Over the last 10 years, more than 500 nurses have completed the higher diploma and all graduating nurses and doctors have received basic training in palliative care as part of their curriculum. This has ensured that all healthcare workers have a foundational knowledge of palliative care and understand its importance as part of wider patient care.

Transforming public policy on palliative care

Zipporah retired from the KEHPCA in 2021 and is proud of the work she and the Secretariat achieved over 15 years.

“I retired in June 2021. After all that time, I thought it’s time now to let somebody else take over and take the organisation to the next level. I still remain close to KEHPCA and provide support when required. But we achieved quite a lot as an organisation during those years. We were able to have palliative care integrated into our healthcare system, into the training curriculum.”

Addressing her earlier experiences of patient pain management, Zipporah is also pleased to share that the KEHPCA successfully petitioned the government to procure prescription morphine powder for palliative care patients experiencing moderate to severe pain. Another win was the inclusion of palliative care in the Health Bill and the Patients’ Rights Charter

In 2021, as a final project before retiring, Zipporah and her team in collaboration with the Ministry of health launched the Palliative Care Policy 2021-2030. The policy was the first of its kind in Kenya and sought to ensure the provision of timely, evidence-based, holistic palliative care services for in Kenya by guaranteeing access to quality services at every point of demand.
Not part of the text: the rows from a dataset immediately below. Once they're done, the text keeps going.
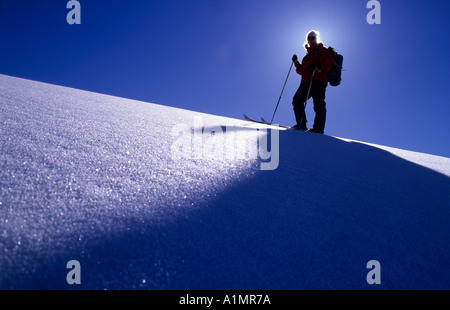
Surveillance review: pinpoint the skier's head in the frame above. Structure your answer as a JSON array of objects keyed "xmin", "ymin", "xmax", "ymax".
[{"xmin": 305, "ymin": 30, "xmax": 320, "ymax": 49}]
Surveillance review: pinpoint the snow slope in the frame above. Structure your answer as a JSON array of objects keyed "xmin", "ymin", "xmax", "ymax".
[{"xmin": 0, "ymin": 75, "xmax": 450, "ymax": 289}]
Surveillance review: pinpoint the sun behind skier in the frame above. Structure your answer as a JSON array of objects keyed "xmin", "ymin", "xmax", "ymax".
[{"xmin": 292, "ymin": 30, "xmax": 333, "ymax": 134}]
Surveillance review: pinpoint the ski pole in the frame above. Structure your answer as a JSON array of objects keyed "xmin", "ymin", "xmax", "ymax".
[
  {"xmin": 270, "ymin": 62, "xmax": 294, "ymax": 124},
  {"xmin": 299, "ymin": 69, "xmax": 317, "ymax": 126}
]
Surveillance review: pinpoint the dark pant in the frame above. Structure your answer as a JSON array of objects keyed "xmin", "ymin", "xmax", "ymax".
[{"xmin": 292, "ymin": 81, "xmax": 327, "ymax": 133}]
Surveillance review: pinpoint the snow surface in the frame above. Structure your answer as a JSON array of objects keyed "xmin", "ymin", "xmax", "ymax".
[{"xmin": 0, "ymin": 75, "xmax": 450, "ymax": 289}]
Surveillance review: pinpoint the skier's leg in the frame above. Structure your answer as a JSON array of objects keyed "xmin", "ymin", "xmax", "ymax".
[
  {"xmin": 311, "ymin": 81, "xmax": 327, "ymax": 133},
  {"xmin": 292, "ymin": 83, "xmax": 309, "ymax": 130}
]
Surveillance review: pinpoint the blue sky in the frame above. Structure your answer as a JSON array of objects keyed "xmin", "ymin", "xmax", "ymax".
[{"xmin": 0, "ymin": 0, "xmax": 450, "ymax": 157}]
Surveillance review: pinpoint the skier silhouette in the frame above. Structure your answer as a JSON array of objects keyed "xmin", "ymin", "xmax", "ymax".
[{"xmin": 292, "ymin": 30, "xmax": 333, "ymax": 134}]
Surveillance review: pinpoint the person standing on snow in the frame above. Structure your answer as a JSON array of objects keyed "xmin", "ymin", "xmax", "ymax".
[{"xmin": 292, "ymin": 30, "xmax": 333, "ymax": 134}]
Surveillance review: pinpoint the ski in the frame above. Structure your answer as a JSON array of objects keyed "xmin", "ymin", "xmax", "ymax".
[{"xmin": 244, "ymin": 114, "xmax": 293, "ymax": 130}]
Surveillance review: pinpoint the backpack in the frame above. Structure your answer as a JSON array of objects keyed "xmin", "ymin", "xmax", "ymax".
[{"xmin": 327, "ymin": 46, "xmax": 344, "ymax": 86}]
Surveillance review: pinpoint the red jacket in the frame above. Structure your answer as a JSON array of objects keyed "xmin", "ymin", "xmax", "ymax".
[{"xmin": 295, "ymin": 43, "xmax": 333, "ymax": 84}]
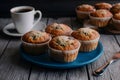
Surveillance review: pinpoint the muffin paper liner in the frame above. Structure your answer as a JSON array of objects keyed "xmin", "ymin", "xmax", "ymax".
[
  {"xmin": 112, "ymin": 18, "xmax": 120, "ymax": 30},
  {"xmin": 21, "ymin": 37, "xmax": 51, "ymax": 55},
  {"xmin": 48, "ymin": 43, "xmax": 81, "ymax": 63},
  {"xmin": 89, "ymin": 15, "xmax": 112, "ymax": 27},
  {"xmin": 79, "ymin": 37, "xmax": 100, "ymax": 52}
]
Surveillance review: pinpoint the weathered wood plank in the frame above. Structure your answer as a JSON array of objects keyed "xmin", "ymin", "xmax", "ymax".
[
  {"xmin": 0, "ymin": 18, "xmax": 10, "ymax": 57},
  {"xmin": 88, "ymin": 35, "xmax": 120, "ymax": 80}
]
Since the introduction of the policy, palliative care has also been included in all necessary frameworks and strategies for the treatment of cancer and other non-communicable diseases, including the National Cancer Control Programme in Kenya.

Despite retiring from the KHPCA, Zipporah remains an active advocate for palliative care and uses her extensive knowledge and experience in voluntary roles, including as Chair of the Non-Communicable Diseases Alliance of Kenya and as the Vice-President of the African Organisation for Research and Training in Cancer.

“I still do a lot of advocacy in terms of palliative care. Even being the Chair of the NCD Alliance has opened even bigger opportunities for me to talk about the fact that NCDs must integrate palliative care. Because palliative care cuts across any illness that is life-threatening, life-limiting, that can affect a patient’s day-to-day quality of life.”

Advocating for patient care above all else

Zipporah has led significant change in healthcare in Kenya and in raising the importance and integration of palliative care services. Despite this, she stresses there are still challenges to overcome. Advocacy is still needed to ensure patients can access palliative care through the National Health Insurance Fund (NHIF) and as part of universal health coverage, and funding remains an ongoing challenge for healthcare services more generally in Kenya. Zipporah also notes that in north-eastern Kenya, there are no palliative care services available due to security concerns in the region and the traditional nomadic lifestyle of people living in this region.

Looking back over the last 15 years of her work, she cites her achievements in developing palliative care policies and establishing strong networks with the Ministry of Health as her career highlights. In 2018, the University of Dundee awarded her an honorary doctorate for her work and research in palliative care.

“For me, the biggest gain is that it has been recognised as a priority. Palliative care has been recognised as a priority by the government, by the healthcare professionals.


“And even the patients who need it, recognise how important it is, how it can change their life. They know that it’s not going to cure them, but they see the difference when they come to palliative care.”

Zipporah Ali is a 2007 Commonwealth Distance Learning Scholar from Kenya. She completed an MSc Palliative Care at the University of Dundee.